CIVIL ACTION NO. 5:10-cv-00528.
January 3, 2011
MEMORANDUM OPINION AND ORDER
On April 20, 2010, the Petitioner filed a Petition for Writ of Habeas Corpus (Document No. 1). On April 27, 2010, the Petitioner filed an Addendum to Petitioner's Petition for Writ of Habeas Corpus (Document No. 7). On May 26, 2010, the Petitioner filed a Motion for Preliminary Injunction (Document No. 8).

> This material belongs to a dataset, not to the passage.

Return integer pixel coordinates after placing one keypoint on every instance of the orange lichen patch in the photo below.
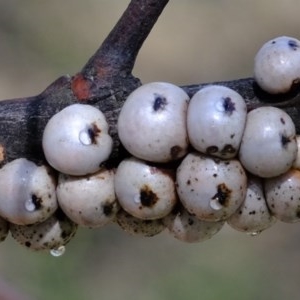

By Standing Order (Document No. 3) entered on April 20, 2010, this action was referred to the Honorable R. Clarke VanDervort, United States Magistrate Judge, for submission to this Court of proposed findings of fact and recommendation for disposition, pursuant to 28 U.S.C. § 636. On November 8, 2010, the Magistrate Judge submitted Proposed Findings and Recommendation (Document No. 10) wherein it is recommended that this Court dismiss the Petitioner's Petition for Writ of Habeas Corpus (Document No. 1) and deny the Petitioner's Motion for Preliminary Injunction (Document No. 8).
Neither party has timely filed objections to the Magistrate Judge's Proposed Findings and Recommendation. The Court is not required to review, under a de novo or any other standard, the factual or legal conclusions of the magistrate judge as to those portions of the findings or recommendation to which no objections are addressed. Thomas v. Arn, 474 U.S. 140, 150 (1985). Failure to file timely objections constitutes a waiver of de novo review and the Petitioner's right to appeal this Court's Order. 28 U.S.C. § 636(b)(1); see also Snyder v. Ridenour, 889 F.2d 1363, 1366 (4th Cir. 1989); United States v. Schronce, 727 F.2d 91, 94 (4th Cir. 1984).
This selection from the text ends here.